Seeing that pre-1906 history on the same plane with events after 1906 complicates Gary's standard origin story - that a mighty corporation built a mill and city on the empty, unproductive wastes of Northwest Indiana and tens of thousands of people instantly arrived. Reading the old village lines is a reminder that Gary's origin story also includes the hundreds of people living in scattered, small villages, now suddenly adjusting to life in an industrial city.
Also clear is the special place that Midtown and the Central District holds for so many Gary residents, past and present. References to this community far outnumbered those of any other community in the literature, including downtown. It's with good reason we consider it the heart and soul of all Northwest Indiana.
Free from the constraints of linear narrative, the Gary People's Atlas allows a viewer to see connections between otherwise seemingly random events in time and space, and between the personal and the political. One striking case can be read on the border between Midtown and Glen Park.
Recalling her grandmother who lived at 25th and Broadway and worked as a house cleaner in Glen Park, Percy Harper notes that, "she walked to Glen Park rather than ride the street cars. They 'just never caught my fancy,' she recalled. So long as she had her health, she preferred to walk."
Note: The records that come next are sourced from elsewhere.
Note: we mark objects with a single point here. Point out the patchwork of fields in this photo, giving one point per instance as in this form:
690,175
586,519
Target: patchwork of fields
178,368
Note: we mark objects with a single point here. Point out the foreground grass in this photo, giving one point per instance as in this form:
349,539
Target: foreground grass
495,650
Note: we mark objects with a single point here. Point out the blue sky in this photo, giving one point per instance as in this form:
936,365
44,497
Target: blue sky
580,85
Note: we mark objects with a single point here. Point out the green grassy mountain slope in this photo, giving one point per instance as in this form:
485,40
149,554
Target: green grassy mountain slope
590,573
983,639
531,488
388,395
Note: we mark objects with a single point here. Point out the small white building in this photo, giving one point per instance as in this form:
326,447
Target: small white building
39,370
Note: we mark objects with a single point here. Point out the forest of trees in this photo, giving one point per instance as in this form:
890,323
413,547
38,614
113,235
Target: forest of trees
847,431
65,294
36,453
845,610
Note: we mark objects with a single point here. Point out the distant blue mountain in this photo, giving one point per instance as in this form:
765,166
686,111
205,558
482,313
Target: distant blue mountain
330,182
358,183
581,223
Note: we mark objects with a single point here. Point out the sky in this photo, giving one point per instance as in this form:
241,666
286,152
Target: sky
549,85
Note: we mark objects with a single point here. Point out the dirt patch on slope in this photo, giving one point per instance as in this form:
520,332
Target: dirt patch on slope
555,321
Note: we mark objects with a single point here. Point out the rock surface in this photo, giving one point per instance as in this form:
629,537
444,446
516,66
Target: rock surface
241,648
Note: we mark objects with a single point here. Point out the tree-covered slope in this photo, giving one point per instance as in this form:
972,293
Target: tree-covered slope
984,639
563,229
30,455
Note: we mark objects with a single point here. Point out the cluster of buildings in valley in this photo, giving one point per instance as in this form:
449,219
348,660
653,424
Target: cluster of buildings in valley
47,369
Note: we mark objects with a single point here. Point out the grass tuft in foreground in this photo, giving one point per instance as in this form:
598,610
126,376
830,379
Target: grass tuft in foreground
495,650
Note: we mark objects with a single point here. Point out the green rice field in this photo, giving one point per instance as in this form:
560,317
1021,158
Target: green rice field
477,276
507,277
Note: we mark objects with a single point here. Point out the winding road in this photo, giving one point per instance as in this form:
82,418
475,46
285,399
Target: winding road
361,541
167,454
Referring to the same intersection, Dalia Hull stated that "[i]f a Black person stood on 25th and Broadway waiting for a bus going south, the driver would pass him by." Speaking of the Little Calumet River, Bill Hill reminds us that, "Negroes were barred from this section of Gary [Glen Park] unless they were employed as domestics. The Little Calumet River was the dividing line of separation before entering Glen Park." The map helps us see that personal choice is a decision made within larger political and institutional contexts.
Over the next few years the project took on characteristics of the parent project. I distributed a blank template and asked students, art patrons, children and parents, and visitors to make their own maps of Gary. The results were just as colorful, personal, and meaningful as the Chicago ones. And that will be the subject of a future post.